4. EFICÁCIA DA AÇÃO DE MANDADO DE INJUNÇÃO
Um dos temas polêmicos do Constitucionalismo brasileiro, após a promulgação da vigente Carta Política, diz respeito à eficácia da decisão proferida em ação de mandado de injunção, razão pela qual muitos servidores, detentores do referido direito constitucional fundamental inserido no §4º da art. 40 da CF/88, tiveram suas ações de mandado de injunção "frustradas" em decorrência do seu julgamento "ineficaz".
De acordo com o entendimento de MORAES, com a promulgação da Constituição Federal, formaram-se duas grandes teses jurídicas acerca dos efeitos da decisão do Poder Judiciário que acolha o pedido em sede de mandado de injunção: a posição não concretista e a posição concretista. Esta última se divide ainda, em concretista geral e, individual intermediária e direta (MORAES, 2008).
4.1 POSIÇÃO NÃO CONCRETISTA
De acordo com a doutrina, essa posição sustenta que a decisão proferida nos autos de uma ação de Mandado de Injunção apenas decreta a mora do poder omisso, reconhecendo-se formalmente sua inércia e, consequentemente, dando ciência da sua decisão ao órgão competente para que este edite a norma faltante. Baseada no princípio da separação dos Poderes (art. 2º da CF/88), segundo MEIRELLES, essa corrente entende que não poderá a Justiça legislar pelo Congresso Nacional, isto é, não deverá o Poder Judiciário suprir a lacuna, nem assegurar ao impetrante o exercício do direito carente de norma regulamentadora, tampouco obrigar o Poder Legislativo a legislar. O Poder Judiciário apenas reconhecerá formalmente a inconstitucionalidade da omissão e dará ciência da sua decisão ao órgão omisso, para que este edite a norma faltante (MEIRELLES, 2004).
Inicialmente, a jurisprudência do Supremo Tribunal Federal em relação ao mandado de injunção impetrado por servidor, com o intuito de ver suprida a lacuna atinente ao benefício de aposentadoria especial estatutária, foi no sentido de considerá-lo apenas uma declaração pelo Poder Judiciário, da ocorrência dessa omissão inconstitucional, a ser comunicada ao órgão legislativo inadimplente para que promovesse a integração normativa do dispositivo constitucional nela objetivado.
Sustentavam os Ministros que os efeitos dessa sentença de procedência deviam ser os mesmos da ação direita de inconstitucionalidade por omissão, conforme previsto no §2º do artigo 103 da CF/88. Afinal, segundo BONAVIDES, a supressão da omissão diretamente realizada pelo Judiciário seria contrária ao princípio da separação dos poderes, na medida em que o alcance do mandado de injunção é análago ao da inconstitucionalidade por omissão.
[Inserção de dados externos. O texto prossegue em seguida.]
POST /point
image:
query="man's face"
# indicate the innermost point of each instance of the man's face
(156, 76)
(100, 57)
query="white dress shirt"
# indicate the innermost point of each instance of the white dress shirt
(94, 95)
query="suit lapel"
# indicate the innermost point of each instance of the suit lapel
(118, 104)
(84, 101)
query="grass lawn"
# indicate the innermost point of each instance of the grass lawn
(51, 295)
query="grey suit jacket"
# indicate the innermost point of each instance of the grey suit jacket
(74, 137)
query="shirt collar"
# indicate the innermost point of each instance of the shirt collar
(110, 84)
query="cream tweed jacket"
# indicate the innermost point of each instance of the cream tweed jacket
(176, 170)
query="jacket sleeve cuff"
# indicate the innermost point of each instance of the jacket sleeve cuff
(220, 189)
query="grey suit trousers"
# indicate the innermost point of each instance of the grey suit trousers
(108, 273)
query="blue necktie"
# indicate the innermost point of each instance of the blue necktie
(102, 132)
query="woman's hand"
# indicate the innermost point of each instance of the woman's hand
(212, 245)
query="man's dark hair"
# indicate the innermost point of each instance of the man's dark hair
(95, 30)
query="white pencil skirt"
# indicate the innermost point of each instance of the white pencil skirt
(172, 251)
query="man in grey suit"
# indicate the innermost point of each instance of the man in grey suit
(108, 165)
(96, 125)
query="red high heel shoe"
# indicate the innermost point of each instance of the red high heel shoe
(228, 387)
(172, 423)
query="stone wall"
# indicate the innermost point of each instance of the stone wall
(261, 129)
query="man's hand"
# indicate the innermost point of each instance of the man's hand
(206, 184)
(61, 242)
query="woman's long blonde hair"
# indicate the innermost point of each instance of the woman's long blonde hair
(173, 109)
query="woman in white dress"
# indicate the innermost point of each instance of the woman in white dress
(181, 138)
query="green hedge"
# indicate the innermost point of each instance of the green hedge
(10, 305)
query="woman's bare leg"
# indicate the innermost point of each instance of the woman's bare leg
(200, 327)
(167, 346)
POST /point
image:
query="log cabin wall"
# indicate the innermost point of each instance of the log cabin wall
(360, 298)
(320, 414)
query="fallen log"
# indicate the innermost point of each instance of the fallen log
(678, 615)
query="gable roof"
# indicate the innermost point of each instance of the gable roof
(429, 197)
Sua concessão, portanto, apenas leva o Judiciário a dar ciência ao Poder competente da falta da norma sem a qual é inviável o exercício de direito fundamental. (BONAVIDES, 1996).
Não importa, dessa maneira, também de acordo com o entendimento de BASTOS, no estabelecimento pelo próprio órgão jurisdicional da norma regulamentadora necessária à viabilização do direito. Aliás, tal alcance está fora da sistemática constitucional brasileira, que consagra a separação dos poderes, inclusive pela referência contida no art. 2º, incluída entre os princípios fundamentais da República (BASTOS, 1998).
Essa posição, tida como dominante entre os Ministros no Supremo Tribunal Federal, na prática, conferia pouca, ou quase nada, efetividade ao mandado de injunção, praticamente igualando sua eficácia àquela prevista para a ação direita de inconstitucionalidade por omissão: O STF apenas reconhecia a existência da omissão inconstitucional e dela dava ciência ao órgão competente, requerendo a edição da norma para o aludido benefício de aposentadoria especial estatutária.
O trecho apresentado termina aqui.